How Fallout 4 Did Power Armor Wrong

Power armor has been a staple of the Fallout series since all the way back in Fallout 1 back in 1997. And since power armor is so important to the series, developers have to be sure that they use it carefully.


You can’t just give it away or else it will lose all meaning and would ruin the balancing of the game. You also can’t hide it away until the end, cause by the time you have it, you’ve already finished the game.

So if it wasn’t clear by the title and the lead up, I want to talk about why I think that Fallout 4 did power armor wrong.

In the past Fallout games, power armor is shown to the player in a way that displays how amazing it is. The best example of this is when you first meet Sarah Lyons and the Lyons’ Pride in Fallout 3.

They’re all decked out in nice T-45 series power armor and are able to carve their way through a blown out office building full of Super Mutants. They then face off against a Super Mutant Behemoth and only lose one member, but that’s because she was right next to an exploding bus.

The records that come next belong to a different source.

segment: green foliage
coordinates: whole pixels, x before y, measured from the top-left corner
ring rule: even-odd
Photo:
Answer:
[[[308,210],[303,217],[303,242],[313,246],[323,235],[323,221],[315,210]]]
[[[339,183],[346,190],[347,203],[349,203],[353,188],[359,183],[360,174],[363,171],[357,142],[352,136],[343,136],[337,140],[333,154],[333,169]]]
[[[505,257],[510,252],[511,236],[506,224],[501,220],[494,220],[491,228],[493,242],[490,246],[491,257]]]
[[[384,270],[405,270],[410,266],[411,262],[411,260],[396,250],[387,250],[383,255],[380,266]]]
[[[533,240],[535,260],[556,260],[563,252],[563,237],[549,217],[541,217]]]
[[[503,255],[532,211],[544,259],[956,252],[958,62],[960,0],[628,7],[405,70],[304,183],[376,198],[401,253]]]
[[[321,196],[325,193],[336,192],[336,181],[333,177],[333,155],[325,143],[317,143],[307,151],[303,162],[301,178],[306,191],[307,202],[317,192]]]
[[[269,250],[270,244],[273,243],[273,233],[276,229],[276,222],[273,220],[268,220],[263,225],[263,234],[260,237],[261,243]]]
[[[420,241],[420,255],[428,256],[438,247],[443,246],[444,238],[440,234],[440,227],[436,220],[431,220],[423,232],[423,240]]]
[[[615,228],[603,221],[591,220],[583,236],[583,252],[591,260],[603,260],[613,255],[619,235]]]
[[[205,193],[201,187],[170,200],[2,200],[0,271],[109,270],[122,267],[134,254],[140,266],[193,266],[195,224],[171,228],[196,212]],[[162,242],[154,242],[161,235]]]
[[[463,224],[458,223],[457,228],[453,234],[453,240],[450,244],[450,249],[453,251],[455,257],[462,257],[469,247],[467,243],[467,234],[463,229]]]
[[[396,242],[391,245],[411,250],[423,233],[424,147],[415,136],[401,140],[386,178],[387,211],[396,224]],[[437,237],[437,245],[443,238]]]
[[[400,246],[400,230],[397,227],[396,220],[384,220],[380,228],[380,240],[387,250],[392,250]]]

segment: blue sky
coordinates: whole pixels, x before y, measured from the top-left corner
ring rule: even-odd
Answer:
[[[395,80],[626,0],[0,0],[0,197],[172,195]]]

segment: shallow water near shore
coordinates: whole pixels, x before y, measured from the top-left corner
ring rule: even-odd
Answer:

With this show of how fantastic power armor is, they get you wanting it, trying to find the quickest way into your own suit. So you think, I’ll just loot some power armor off a dead body. You find a corpse sporting the latest in personal defence fashion, go into your inventory and attempt to put it on, but you can’t because you don’t have to proper training to use it.

This restriction has been in place from Fallout 1 up until Fallout: New Vegas. This roadblock stops the player from getting the best armor in the game simply by stealing from the dead. It’s a clever way to do it and is makes sense when you think about it.

Any schmuck from the wasteland shouldn’t just immediately know how to use this highly advanced military armor that essentially turns the wearer into a one-man army.


These principles that make power armor as renowned as it is were all thrown out in Fallout 4.

Before I start ragging on Fallout 4, I will say that I do love that they turned power armor more into a kind of mech suit that turns you into a walking tank rather than just someone in a fancy tin can.

Nothing beats leaping off the roof of a skyscraper, crashing down with a thunderous crash while taking no damage, and then reducing any enemies in the vicinity to ash with a laser rifle.

I also really enjoyed the collecting and customization aspect of it. Creating a sort of power armor museum where you display all the different models and paint jobs. But I’m also a borderline hoarder, so collection of any sort in games usually gets me excited.

But that’s pretty much where my love for the Fallout 4 remake of power armor ends.

Power armor isn’t shown to us in some amazing feat of strength and badassery. It’s just given to us as soon as we walts into the first town. Yes we then rip the minigun off a helicopter and jump down into the street to mow down a bunch of raiders, but this still goes against the idea of making us want it because we already have it.

While this sequence does make power armor feel awesome, it’s then immediately ruined when a Deathclaw comes out of the ground and tosses us around like we’re swing dance partners.


This reduces that important factor of awesomeness that power armor needs to radiate for players to feel like they are the god of war when wearing it.

And then there is no restriction on using it. There is no training required to use a suit of power armor, even though one could argue it’s now infinitely harder to use than the simple metallic bodysuit it was in previous games.

Well, there is the limiting factor of fusion cores. But the problem with fusion cores is that, even though they’re pitched as this scarce power source, they’re really now. At the end of almost every dungeon you get at least one while only using up half of the fusion core you’re currently using at most.

The fact that your character can just use power armor right off the bat can also be annoying when playing as the female character, Nora. With the male character, Nate, you can kinda explain away why he would know how to use power armor because he served in the military, but Nora has no such excuse. She was a lawyer before the war and would know nothing of operating power armor.

And yes, while one could argue that the very early inclusion and access to power armor is made possible by the fact that the different models are tied to what level you are, it doesn’t really help. All that means is that you can’t get super duper overpowered, just regular overpowered.

Because power armor essentially levels with you considering you get better models every couple levels, that means that you’ll always have a suit that’s more powerful than any enemy that is going to be scaling level alongside you.

So, since Fallout 4 abandons or tries to replace the cores principles of showing power armor off to make us want it, making it unavailable until just the right point for us to use, and making the lore and use of power armor make sense in the world, I think it’s fair to say that Fallout 4 did power armor wrong.